Distell has implemented the restructuring through a new entity called Distell Group Holdings Limited, which has listed on the JSE’s main board.
In the collapsed structure, the Remgro Group and Capevin each held 50percent in an entity called Remgro-Capevin Investments (RCI) and RCI held 52.8percent of the Distell shares. The 50percent interest in RCI was Capevin’s only asset. The Public Investment Corporation (PIC) owned 28percent of the Distell shares.
Following the re-listing, investment holding company Remgro would remain a shareholder of reference with a 31.4percent economic interest in the company, alongside key institutions such as the PIC and Coronation Fund Managers, Distell said on Friday.
The restructuring would simplify Distell’s capital structure and likely improve the company’s investment appeal to both foreign and local investors.
“Over a long period of time, our shareholders had asked us to collapse the multi-tiered structure of Capevin particularly.
“Capevin historically was about 14percent discount to Distell, which was its only single investment,” Rushton said.
He said that the restructuring, which was supported by 99.9percent of Distell shareholders, allowed investors to have a single point of entry into the Distell stock.
“As a result of the listing, our free float in the Distell share doubles from 19.5percent to 37.5percent. With more liquidity in our stock, we hope that will have a beneficial impact on our share price over time and that more tracker funds will start to track the Distell shares. It will also give us more flexibility as a company and speed to pursue our growth ambition should we want to raise capital,” said Rushton.
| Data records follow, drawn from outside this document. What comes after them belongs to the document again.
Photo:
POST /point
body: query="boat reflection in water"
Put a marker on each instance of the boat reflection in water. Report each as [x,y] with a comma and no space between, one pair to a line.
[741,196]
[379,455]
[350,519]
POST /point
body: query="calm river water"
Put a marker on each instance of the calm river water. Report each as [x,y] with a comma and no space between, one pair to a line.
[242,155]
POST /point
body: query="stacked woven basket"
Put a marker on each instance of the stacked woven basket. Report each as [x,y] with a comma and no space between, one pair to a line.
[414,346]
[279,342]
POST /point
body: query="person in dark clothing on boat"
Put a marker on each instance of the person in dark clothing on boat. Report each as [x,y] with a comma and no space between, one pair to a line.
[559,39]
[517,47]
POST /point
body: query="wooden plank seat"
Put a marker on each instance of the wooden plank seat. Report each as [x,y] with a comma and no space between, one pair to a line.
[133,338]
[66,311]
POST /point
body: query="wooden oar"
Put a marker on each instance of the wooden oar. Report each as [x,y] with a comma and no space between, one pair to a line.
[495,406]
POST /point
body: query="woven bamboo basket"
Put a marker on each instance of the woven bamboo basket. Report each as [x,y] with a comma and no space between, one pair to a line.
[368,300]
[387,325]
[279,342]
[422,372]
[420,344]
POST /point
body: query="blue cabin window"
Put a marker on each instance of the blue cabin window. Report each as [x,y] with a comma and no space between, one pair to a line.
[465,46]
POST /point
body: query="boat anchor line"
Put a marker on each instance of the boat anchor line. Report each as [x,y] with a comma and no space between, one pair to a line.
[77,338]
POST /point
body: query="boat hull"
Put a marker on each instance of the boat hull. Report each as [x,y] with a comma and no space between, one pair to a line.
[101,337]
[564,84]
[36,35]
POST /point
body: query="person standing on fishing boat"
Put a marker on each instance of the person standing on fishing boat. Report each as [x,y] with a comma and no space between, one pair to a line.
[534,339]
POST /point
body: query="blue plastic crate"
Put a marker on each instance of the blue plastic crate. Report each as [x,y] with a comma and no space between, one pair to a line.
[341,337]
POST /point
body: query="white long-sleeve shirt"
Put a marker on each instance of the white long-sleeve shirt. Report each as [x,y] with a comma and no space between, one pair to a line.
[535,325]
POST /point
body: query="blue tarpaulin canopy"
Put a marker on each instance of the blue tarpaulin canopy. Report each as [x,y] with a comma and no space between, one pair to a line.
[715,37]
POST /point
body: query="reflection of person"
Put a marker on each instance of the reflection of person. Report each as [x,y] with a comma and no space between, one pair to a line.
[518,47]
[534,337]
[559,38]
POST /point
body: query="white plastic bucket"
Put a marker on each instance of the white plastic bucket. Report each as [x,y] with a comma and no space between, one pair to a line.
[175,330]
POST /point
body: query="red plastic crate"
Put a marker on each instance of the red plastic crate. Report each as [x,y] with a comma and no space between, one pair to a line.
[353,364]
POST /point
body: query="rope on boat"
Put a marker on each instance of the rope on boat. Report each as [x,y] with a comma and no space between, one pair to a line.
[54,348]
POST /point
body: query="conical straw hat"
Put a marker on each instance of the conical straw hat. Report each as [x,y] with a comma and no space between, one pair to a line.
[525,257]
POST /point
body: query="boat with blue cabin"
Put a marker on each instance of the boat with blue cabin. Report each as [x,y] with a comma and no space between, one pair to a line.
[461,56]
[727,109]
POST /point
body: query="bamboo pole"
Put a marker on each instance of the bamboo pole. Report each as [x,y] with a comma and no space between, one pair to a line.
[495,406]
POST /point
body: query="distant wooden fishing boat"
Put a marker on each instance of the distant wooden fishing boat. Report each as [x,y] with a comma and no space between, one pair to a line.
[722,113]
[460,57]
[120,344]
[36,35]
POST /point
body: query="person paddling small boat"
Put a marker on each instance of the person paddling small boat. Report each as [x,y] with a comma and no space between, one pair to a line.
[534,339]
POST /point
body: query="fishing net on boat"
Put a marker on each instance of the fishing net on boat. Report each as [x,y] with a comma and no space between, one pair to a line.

Rushton on Friday said the simplification of the Distell shareholding structure should improve the company’s ability to raise additional capital in the future, if required, to fund the company’s growth ambitions.
He said in the previous structure, there was a holding structure which did not serve a lot of purpose.
“If we were pursuing a large acquisition, we had to go through two groups of shareholders to get approval. Now this will not be the case. We will go through one body of shareholders to pursue those growth ambitions,” he said.
Distell shares closed 1.31percent higher on the JSE on Friday at R128.